Ela estava entre os melhores da turma, diz. Em cirurgia, foi considerada a aluna-padrão. A diferença em relação aos outros é que tudo custava muito mais: saía de casa de madrugada para não apanhar engarrafamentos e garantir que estava nas aulas a tempo e horas, fazia “ginástica” ao dinheiro porque tinha de passar um dia inteiro fora de casa, tinha de comprar livros caríssimos, alguns a “mil, dois mil reais”…

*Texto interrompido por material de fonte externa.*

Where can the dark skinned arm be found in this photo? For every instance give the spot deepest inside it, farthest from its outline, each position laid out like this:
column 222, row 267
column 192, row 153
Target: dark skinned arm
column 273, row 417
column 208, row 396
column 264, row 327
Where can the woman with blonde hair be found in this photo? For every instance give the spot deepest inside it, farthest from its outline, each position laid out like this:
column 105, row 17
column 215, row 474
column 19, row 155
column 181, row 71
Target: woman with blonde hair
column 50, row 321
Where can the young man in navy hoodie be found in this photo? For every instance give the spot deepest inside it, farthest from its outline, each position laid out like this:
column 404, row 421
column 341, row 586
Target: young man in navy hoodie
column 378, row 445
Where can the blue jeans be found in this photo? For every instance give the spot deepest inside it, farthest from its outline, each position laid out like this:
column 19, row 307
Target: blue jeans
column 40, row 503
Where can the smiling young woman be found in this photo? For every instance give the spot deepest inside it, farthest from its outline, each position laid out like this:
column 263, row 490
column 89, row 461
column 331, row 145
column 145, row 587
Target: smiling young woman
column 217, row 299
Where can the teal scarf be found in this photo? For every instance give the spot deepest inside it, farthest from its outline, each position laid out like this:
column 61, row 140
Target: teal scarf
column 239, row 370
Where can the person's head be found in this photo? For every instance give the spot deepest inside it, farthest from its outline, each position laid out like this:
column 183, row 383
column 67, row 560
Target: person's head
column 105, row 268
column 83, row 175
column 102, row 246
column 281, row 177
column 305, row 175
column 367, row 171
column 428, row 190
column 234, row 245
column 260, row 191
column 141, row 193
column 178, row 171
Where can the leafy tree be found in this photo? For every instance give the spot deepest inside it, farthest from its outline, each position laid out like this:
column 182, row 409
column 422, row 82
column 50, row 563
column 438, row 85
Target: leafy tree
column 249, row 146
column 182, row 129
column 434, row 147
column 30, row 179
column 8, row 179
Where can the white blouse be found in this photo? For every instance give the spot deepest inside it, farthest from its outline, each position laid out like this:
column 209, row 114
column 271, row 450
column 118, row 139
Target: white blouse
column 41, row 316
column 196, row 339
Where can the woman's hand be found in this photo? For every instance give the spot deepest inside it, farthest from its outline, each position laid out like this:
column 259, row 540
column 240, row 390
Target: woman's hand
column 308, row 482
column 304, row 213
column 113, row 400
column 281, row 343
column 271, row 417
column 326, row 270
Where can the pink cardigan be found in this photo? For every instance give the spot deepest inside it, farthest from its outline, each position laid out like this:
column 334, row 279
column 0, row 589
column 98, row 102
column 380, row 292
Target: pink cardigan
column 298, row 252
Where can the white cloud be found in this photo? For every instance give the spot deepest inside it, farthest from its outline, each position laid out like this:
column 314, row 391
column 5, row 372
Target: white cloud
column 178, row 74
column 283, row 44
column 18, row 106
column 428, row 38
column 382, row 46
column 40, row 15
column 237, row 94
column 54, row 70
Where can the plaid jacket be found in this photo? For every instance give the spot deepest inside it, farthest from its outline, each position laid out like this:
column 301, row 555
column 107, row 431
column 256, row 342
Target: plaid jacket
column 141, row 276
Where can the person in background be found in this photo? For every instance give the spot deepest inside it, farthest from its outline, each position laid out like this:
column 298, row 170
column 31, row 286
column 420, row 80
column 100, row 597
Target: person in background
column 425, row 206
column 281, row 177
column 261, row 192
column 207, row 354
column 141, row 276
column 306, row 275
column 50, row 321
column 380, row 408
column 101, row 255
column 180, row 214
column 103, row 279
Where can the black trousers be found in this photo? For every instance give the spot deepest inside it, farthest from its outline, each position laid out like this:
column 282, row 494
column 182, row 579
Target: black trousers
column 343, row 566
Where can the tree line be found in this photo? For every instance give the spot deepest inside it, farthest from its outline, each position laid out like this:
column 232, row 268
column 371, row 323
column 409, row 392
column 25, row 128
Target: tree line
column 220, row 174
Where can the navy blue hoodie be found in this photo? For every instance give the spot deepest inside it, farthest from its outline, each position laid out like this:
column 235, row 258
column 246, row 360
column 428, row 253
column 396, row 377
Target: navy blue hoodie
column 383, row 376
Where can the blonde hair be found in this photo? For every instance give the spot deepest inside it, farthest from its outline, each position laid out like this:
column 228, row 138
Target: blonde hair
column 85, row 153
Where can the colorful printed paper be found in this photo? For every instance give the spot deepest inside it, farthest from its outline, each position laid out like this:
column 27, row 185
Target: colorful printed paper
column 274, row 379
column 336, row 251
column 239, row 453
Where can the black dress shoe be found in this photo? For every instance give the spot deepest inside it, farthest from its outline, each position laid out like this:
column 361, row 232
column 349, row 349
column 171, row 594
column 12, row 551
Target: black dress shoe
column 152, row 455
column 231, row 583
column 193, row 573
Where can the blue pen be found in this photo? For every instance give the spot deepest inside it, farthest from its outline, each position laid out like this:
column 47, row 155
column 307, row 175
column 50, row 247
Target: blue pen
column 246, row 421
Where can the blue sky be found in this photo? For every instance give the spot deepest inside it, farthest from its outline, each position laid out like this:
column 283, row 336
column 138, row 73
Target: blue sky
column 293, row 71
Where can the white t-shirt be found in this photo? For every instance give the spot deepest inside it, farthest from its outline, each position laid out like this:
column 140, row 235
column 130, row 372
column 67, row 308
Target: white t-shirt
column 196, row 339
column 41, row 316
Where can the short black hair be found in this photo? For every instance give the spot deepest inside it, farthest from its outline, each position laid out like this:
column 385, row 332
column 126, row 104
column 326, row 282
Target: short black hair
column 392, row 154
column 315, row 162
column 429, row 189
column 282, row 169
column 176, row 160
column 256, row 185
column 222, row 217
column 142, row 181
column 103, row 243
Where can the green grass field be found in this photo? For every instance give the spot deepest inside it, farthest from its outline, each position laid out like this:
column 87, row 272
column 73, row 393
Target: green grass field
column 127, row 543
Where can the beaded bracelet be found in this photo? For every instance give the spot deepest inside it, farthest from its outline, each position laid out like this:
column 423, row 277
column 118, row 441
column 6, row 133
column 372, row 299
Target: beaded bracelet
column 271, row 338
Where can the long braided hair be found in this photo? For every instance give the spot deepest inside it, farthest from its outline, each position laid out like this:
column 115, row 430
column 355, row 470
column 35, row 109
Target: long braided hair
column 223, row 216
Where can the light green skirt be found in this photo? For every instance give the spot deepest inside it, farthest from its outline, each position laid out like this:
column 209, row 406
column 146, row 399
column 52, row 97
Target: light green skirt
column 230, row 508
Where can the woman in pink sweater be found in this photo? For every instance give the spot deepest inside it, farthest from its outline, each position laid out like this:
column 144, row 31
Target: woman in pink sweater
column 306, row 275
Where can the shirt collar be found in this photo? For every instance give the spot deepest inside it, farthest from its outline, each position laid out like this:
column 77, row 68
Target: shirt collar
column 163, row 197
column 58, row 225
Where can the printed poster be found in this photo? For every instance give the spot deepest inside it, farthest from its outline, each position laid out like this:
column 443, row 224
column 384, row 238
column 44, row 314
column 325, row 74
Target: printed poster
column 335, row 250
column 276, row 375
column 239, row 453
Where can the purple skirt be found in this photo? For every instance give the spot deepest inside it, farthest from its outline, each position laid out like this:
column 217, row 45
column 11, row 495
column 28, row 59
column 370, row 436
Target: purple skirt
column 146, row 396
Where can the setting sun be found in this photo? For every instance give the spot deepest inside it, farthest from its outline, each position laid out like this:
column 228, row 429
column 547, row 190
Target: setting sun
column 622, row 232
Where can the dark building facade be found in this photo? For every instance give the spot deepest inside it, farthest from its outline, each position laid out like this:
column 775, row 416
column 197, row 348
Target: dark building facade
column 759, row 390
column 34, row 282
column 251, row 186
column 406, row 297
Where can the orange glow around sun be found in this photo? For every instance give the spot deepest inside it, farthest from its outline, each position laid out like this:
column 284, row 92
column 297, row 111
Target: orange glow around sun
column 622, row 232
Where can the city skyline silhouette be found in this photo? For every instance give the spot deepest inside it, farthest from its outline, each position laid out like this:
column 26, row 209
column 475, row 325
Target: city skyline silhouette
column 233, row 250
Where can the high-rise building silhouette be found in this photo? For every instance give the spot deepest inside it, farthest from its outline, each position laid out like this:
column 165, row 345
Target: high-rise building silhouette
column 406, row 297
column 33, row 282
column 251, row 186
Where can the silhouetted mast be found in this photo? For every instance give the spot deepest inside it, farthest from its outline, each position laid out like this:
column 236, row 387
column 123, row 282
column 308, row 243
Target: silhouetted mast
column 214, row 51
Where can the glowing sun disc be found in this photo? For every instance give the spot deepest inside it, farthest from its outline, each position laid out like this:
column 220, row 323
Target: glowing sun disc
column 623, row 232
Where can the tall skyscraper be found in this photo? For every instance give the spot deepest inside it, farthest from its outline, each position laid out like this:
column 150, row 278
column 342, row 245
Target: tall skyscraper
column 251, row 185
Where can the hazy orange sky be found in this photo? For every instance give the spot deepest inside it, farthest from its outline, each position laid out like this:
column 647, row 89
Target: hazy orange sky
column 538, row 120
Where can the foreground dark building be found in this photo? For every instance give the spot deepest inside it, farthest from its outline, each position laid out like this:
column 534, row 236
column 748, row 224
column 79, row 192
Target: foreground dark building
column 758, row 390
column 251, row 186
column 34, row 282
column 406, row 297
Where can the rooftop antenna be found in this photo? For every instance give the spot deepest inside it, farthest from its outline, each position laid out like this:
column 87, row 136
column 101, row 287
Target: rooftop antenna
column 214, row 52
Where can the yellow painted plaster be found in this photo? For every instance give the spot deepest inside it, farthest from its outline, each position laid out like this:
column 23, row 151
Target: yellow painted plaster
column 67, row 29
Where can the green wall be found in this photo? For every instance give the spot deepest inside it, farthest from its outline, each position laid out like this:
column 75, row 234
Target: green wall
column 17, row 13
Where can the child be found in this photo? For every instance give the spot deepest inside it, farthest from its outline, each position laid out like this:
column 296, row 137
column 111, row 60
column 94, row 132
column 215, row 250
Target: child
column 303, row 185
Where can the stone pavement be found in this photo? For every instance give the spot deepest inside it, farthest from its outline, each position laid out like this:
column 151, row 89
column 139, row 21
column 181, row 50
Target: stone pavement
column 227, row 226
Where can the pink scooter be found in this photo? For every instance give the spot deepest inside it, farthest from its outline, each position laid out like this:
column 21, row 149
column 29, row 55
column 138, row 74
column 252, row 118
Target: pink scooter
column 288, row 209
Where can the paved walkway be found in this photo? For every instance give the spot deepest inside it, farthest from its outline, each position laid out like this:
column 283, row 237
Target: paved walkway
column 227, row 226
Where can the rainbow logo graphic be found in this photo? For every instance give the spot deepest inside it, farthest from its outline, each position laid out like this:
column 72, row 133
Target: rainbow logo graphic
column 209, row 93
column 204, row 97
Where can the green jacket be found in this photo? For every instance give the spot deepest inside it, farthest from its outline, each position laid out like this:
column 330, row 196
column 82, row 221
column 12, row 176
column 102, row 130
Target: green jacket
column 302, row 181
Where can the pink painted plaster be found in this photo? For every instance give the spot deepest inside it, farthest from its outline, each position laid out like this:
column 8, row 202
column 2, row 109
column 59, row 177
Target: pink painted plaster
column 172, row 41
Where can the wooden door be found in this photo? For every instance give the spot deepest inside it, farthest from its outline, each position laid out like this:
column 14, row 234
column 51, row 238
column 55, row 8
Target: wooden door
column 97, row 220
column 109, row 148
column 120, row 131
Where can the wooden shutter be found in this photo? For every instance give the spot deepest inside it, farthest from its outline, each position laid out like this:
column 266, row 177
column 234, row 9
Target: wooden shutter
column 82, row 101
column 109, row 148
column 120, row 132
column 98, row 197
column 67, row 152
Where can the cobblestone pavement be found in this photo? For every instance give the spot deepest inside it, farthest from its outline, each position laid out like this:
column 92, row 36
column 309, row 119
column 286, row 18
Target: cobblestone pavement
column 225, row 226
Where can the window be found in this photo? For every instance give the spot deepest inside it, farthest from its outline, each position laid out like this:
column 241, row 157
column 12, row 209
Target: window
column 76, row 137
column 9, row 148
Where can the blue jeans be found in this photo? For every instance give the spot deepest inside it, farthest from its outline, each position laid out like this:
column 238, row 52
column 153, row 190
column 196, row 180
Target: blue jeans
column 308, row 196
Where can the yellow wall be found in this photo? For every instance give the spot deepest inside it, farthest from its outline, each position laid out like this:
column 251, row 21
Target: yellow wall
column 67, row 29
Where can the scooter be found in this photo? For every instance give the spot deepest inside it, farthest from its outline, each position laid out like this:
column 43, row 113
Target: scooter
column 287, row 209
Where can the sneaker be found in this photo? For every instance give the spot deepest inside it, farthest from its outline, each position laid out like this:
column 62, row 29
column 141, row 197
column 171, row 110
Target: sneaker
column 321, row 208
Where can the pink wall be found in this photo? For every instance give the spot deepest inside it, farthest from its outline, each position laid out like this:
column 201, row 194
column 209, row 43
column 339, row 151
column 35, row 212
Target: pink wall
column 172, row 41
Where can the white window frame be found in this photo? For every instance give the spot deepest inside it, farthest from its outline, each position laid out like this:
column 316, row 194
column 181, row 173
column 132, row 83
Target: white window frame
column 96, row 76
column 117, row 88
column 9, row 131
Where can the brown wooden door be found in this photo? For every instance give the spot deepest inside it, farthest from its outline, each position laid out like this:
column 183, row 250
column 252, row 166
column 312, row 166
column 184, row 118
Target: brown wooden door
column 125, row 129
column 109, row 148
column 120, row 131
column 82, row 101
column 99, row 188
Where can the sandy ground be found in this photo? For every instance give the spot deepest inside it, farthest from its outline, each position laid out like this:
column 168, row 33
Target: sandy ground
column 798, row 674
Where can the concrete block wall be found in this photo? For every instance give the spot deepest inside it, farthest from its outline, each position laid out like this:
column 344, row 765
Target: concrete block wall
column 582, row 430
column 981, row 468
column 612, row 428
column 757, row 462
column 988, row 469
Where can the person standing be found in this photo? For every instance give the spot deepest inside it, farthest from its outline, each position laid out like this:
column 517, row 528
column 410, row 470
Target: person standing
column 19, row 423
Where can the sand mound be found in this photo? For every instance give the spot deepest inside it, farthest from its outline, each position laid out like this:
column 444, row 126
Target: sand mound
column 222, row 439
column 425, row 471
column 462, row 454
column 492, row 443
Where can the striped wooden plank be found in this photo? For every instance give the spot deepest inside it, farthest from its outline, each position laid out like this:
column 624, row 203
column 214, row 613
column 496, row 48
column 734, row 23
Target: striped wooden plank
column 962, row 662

Voltamos à história do convite. Queremos saber o significado daquela frase que ela colocou no final: “Mulher já é discriminada por si só, tem salários inferiores aos dos homens, se for negra ainda pior. Da favela, o pessoal acha que é ladrão. Virei médica: isso é possível.”
Para se ter uma ideia do que diz: com o mesmo nível de escolaridade, as mulheres brancas ganham 68,7% do salário dos homens brancos, enquanto os homens negros ganham metade e as mulheres negras menos ainda, 38,5% (dados retirados do estudo Igualdade Racial no Brasil: reflexões no Ano Internacional dos Afrodescendentes, 2013, IPEA).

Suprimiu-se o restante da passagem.